D’une part, les susdites Nations, La Piémontaise comme L’Espagnole, L’Impériale comme La Françoise, auront même couleur – pour ne pas dire absence de couleur –, mêmes consistance, densité, intensité ; avec une opposition par trop homéopathique entre pièces d’inventions et pièces construites, notes courtes et notes tenues, colorations claires et sombres… Visiblement, aux Ombres [photo] il manque un chef à la barre, un architecte sur la dunette, un fédérateur sur l’estrade. Lors d’une franche et lumineuse attaque du basson, d’une belle introduction du théorbe, de la fine trame construite par une (courageuse) claveciniste, des éclairs musicaux, on note bien de superbes et jeunes individualités. Mais ce ne sont que brefs moments, bien moins longs que le discours imposé par la violiste de gambe pour tout nous expliquer. Côté longueur, justement, on se demande si le travail en commun le fut aussi en profondeur.

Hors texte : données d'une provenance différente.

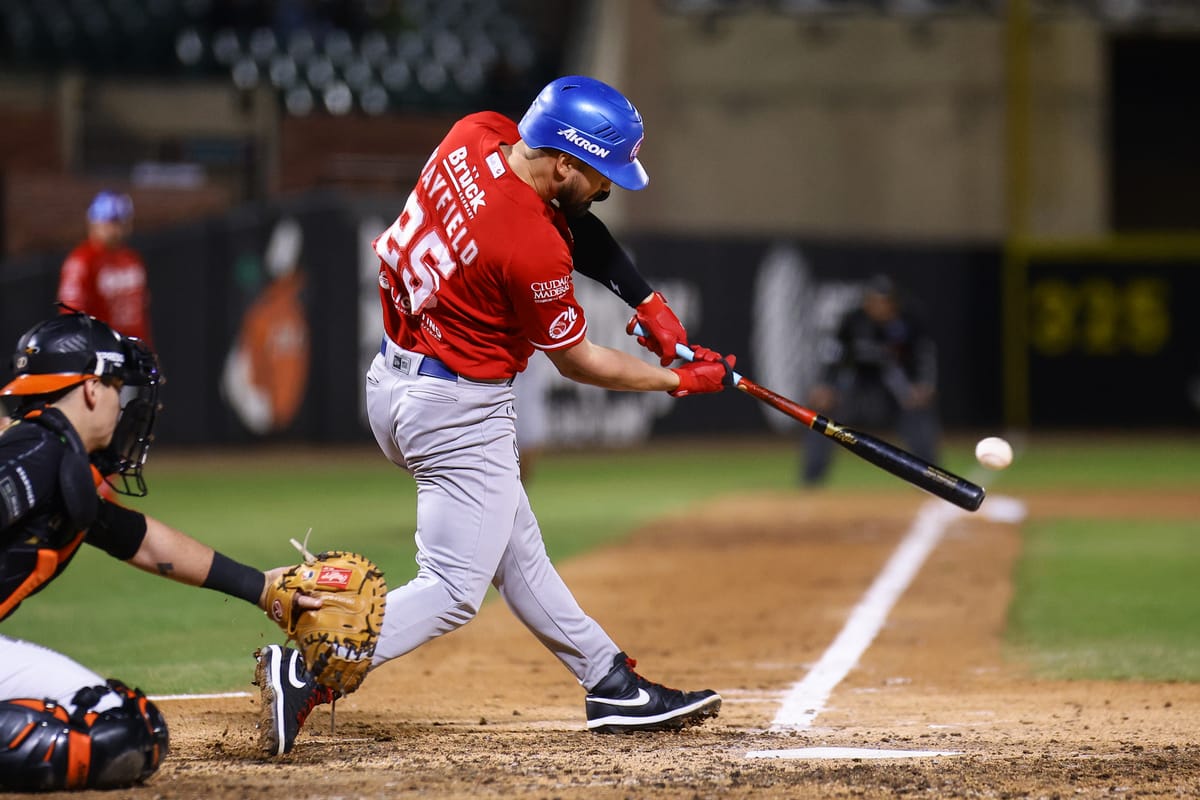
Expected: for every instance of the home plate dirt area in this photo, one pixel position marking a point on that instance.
(756, 596)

Reste, évidemment, le chant et l’interprétation du jeune mezzo-soprano Isabelle Druet qui apporte une autre composante et une autre question. La ligne de chant est lyrique, bien tenue, claire dans l’aigu peut-être un rien durci. Mais elle est par trop dépourvue de ductilité dans le mezza voce et de souplesse comme de présence dans le médium, et le chant ne semble pas vraiment correspondre aux exigences du chant baroque. Bref, Couperin n’est pas Bizet !

Les grands anciens d’aujourd’hui ont été les jeunes redécouvreurs du répertoire baroque qu’ils remirent « dans son jus » en le débarrassant d’ajouts successifs et pesants infligés par les postromantiques. Ils ont encore de beaux jours devant eux, comme le montre à l’évidence la nouvelle visite rendue par William Christie à ce festival qui, dès ses débuts, accueillit les pionniers : déjà le juvénile « Bill » était déjà du nombre ! Le voilà revenu avec Les Arts Florissants, son ensemble fétiche qui ne prend pas une ride, où les anciens font une place de choix aux petits nouveaux et dont le maestro sait fondre avec perfection les composantes.

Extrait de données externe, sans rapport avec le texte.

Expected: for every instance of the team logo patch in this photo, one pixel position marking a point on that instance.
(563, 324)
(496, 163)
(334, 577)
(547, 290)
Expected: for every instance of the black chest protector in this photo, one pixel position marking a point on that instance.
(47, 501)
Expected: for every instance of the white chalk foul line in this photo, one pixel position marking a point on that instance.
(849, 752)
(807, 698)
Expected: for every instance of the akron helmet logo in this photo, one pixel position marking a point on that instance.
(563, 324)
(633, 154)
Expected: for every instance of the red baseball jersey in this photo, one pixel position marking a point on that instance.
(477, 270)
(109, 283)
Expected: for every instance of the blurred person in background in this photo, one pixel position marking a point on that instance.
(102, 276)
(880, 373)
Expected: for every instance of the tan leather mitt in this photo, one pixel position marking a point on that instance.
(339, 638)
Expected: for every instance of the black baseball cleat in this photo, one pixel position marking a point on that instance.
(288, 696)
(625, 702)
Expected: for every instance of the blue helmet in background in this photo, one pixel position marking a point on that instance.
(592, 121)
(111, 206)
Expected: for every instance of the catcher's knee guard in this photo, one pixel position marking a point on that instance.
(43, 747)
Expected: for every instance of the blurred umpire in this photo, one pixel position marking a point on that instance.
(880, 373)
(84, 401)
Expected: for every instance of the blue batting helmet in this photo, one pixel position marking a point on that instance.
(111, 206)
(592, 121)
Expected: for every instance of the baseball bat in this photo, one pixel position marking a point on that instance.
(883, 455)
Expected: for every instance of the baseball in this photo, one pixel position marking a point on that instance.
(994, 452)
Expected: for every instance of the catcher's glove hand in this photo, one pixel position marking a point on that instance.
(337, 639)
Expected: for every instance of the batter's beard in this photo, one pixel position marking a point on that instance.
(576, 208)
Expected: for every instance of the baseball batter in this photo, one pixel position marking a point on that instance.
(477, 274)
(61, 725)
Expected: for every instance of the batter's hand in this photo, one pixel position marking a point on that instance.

Christie, s’est aussi Charpentier, ce musicien français trop longtemps délaissé dont l’Américain défendit les partitions, tant profanes que sacrées, à commencer par le fameux Office des défunts. Le chef revient avec des œuvres d’inspiration religieuse : d’abord Cécile vierge et martyre, oratorio d’une eau superbe et d’un vocalité particulièrement élaborée, en particulier lors des épisodes concertants et choraux ; ensuite, une pièce chorale intermédiaire dense et ramassée, le Motet pour les Trépassés ; enfin, L’Enfant prodigue, lequel reprend un autre temps fort de la légende biblique dans lequel la composante chorale est tout aussi sollicitée.

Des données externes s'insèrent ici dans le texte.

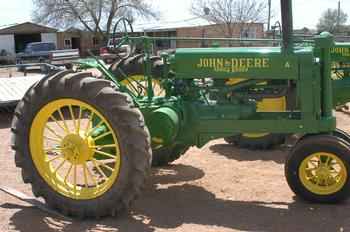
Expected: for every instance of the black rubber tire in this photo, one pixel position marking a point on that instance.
(135, 66)
(261, 143)
(164, 156)
(125, 119)
(310, 145)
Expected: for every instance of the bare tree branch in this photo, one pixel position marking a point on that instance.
(96, 16)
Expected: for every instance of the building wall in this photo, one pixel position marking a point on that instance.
(49, 37)
(86, 41)
(7, 42)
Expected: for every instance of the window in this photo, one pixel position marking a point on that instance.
(248, 33)
(67, 43)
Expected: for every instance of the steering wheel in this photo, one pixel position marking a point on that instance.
(126, 23)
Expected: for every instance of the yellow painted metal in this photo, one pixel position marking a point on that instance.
(323, 173)
(266, 105)
(138, 85)
(63, 149)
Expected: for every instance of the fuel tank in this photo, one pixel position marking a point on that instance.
(257, 63)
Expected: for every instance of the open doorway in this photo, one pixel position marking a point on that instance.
(21, 40)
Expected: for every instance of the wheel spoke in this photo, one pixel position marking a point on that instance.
(99, 169)
(59, 124)
(105, 154)
(87, 129)
(90, 174)
(52, 139)
(60, 166)
(75, 179)
(311, 168)
(72, 116)
(53, 149)
(68, 172)
(85, 176)
(104, 146)
(93, 129)
(64, 120)
(79, 120)
(55, 158)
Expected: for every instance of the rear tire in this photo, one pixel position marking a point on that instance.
(164, 156)
(134, 67)
(125, 121)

Que dire de l’interprétation, sinon qu’elle est une merveille de simplicité, d’efficacité, de musicalité, d’homogénéité, bref : de bonheur pour l’auditeur, depuis la première jusqu’à la dernière note ? Présente mais jamais pesante, la direction sculpte à la perfection la pâte instrumentale et vocale. Le continuo est soigneusement dosé. Le jeu des divers pupitres instrumentaux est aussi subtil qu’éloquent, les parties chorales sont détaillées sans failles.

Mais il y a mieux : c’est justement dans ces derniers rangs que chantent les divers solistes, lors d’interventions personnalisées, le tout à la perfection. Ainsi Rachel Redmond, Cecilia pleine de sensibilité et premier dessus dans le motet, avant de fondre son chant dans l’élément choral pour L’Enfant prodigue. Il est bien difficile, dans ces conditions, de citer tous ceux qui concourent à l’élaboration d’un moment de pure grâce musicale, longtemps applaudi par un public conquis.